For a network that has its proverbial head sitting on the executioner's chopping block, the rollout of the network continued at pace during the latter half of 2013.

The table below details the rollout's progress for brownfields premises. In the NBN rollout definitions, Service Level Zero denotes "a premises passed by the active network, but for which a service cannot currently be ordered from a telephone or internet service provider because additional work is required, for example because there is cabling required for an apartment block". These were not included for the first two years reported.

Week ending Passed Serviceable Service Level Zero Activated
June 30, 2011 10,575 10,575 620
June 30, 2012 28,860 28,860 3,364
June 30, 2013 163,515 107,791 20,441 17,077
Dec 31, 2013 273,174 188,082 85,092 52,531

During the second half of 2013, the network more than doubled the number of brownfield premises activated on the network while increasing the footprint by 67 percent and adding 74 percent more serviceable premises. In fact, the rollout added more serviceable premises in the six months to December 31 than it added in the entire 2012-13 financial year: 80,291 additional premises against 78,931 in FY2012-13.

It was a similar story for greenfields premises, with the network more than doubling its number of activated services in the last six months of 2013. In pure statistical terms, the largest increase in coverage arrived in the wireless services area for communities deemed too small or remote to receive fibre-to-the-premises (FttP) services — the network's wireless footprint grew from 27,256 premises to 65,860 premises, with the number of active wireless services more than tripling from July to the end of December 2013.

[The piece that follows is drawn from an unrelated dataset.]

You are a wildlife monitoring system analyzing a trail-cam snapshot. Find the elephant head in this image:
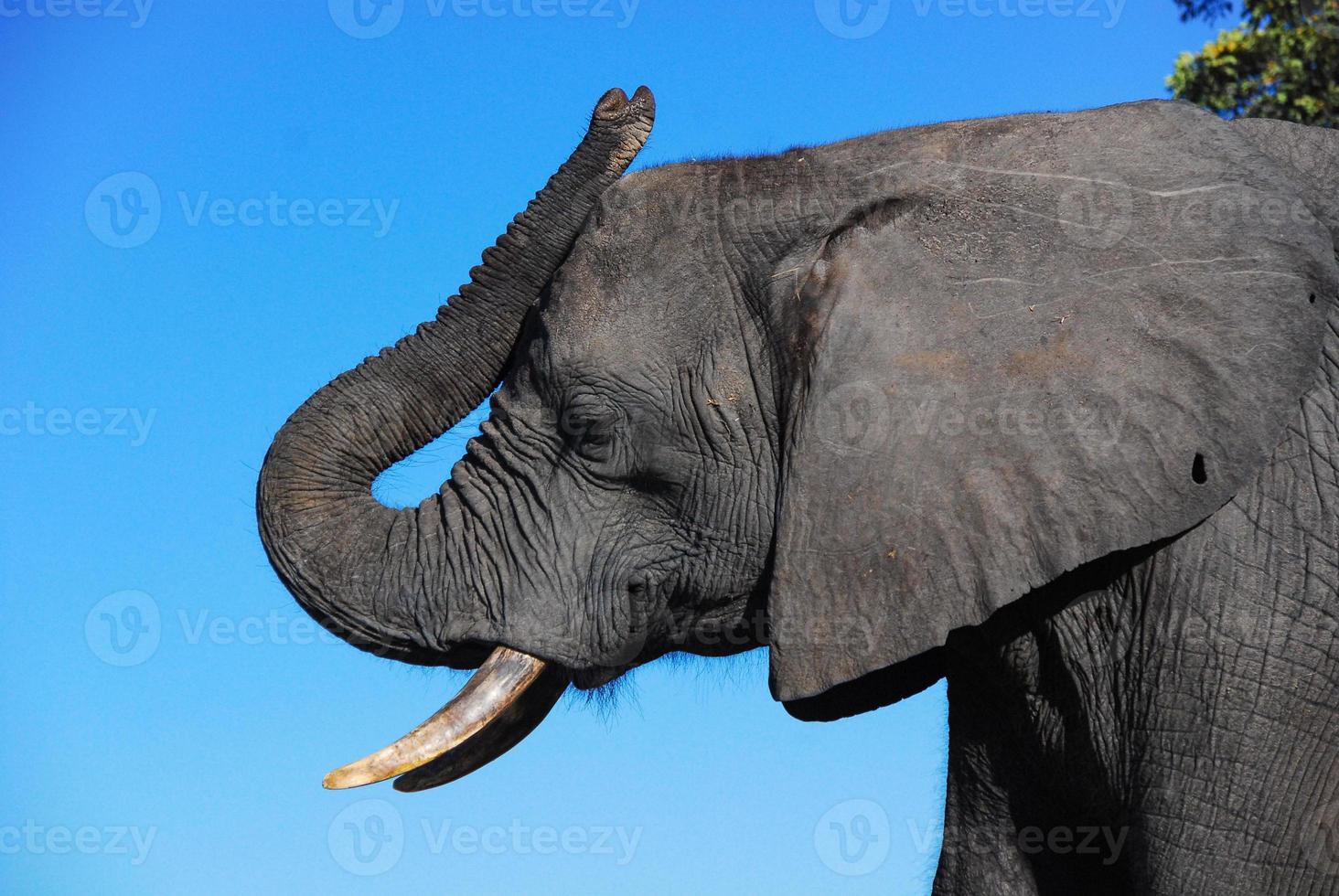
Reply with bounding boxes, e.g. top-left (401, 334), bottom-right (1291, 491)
top-left (259, 89), bottom-right (1336, 789)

Week ending Greenfields passed Greenfields activated Wireless covered Wireless activated Satellite activated
June 30, 2011 166
June 30, 2012 4,163 503 8,885 91 9,578
June 30, 2013 44,028 13,145 27,256 1,874 34,640
Dec 31, 2013 77,872 27,546 44,170 65,860 6,512

With the company's interim satellite service becoming saturated, the number of satellite services has reached a plateau that is unlikely to change until the NBN Co's Ka-band satellites are launched next year.

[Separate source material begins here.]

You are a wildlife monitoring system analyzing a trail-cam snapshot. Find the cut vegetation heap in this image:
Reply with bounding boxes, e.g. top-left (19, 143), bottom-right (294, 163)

Looking at the rollout as a whole, in the latter half of 2013, NBN Co surpassed the total number of new services activated on the network during FY2012-13 so that it almost doubled the number of activated services. For premises passed, the footprint in FY2012-13 reached out to include 192,891 new premises, which was almost matched at 182,107 new premises added from July to the end of December 2013.

Week ending Total passed Total activated
June 30, 2011 10,575 786
June 30, 2012 41,908 13,536
June 30, 2013 234,799 70,100
Dec 31, 2013 416,906 130,759

In the realm of uptake, a clear trend of increasing penetration of the NBN has emerged as the rollout of the network has continued — and one would certainly hope so, for a network that was designed to replace Telstra's outmoded copper network where copper retirement is already occurring.

Week ending Greenfields uptake Brownfields uptake Wireless uptake Service Level Zero status
June 30, 2011 5.86%
June 30, 2012 12.08% 11.66% 1.02%
June 30, 2013 29.86% 18.96% 6.88% 34.08%
Dec 31, 2013 35.37% 27.93% 9.89% 31.15%

The ramp-up of the FttP NBN rollout that we were long promised appears to be happening. The NBN was not without its share of obstacles in 2013: The rollout stalling due to issues with asbestos, Syntheo walking away from its contracts, and the entire future design of the network cast into doubt following the installation of Turnbull as communications minister and the series of reviews he commissioned.

Despite the improved numbers, the rollout of the NBN is still far behind the rollout projections found in the company's 2012 corporate plan, but the good news for FttP proponents is that the network is set to continue on its FttP designs for at least the remainder of 2014, and should do so at a rate faster than ever before the executioner's axe falls.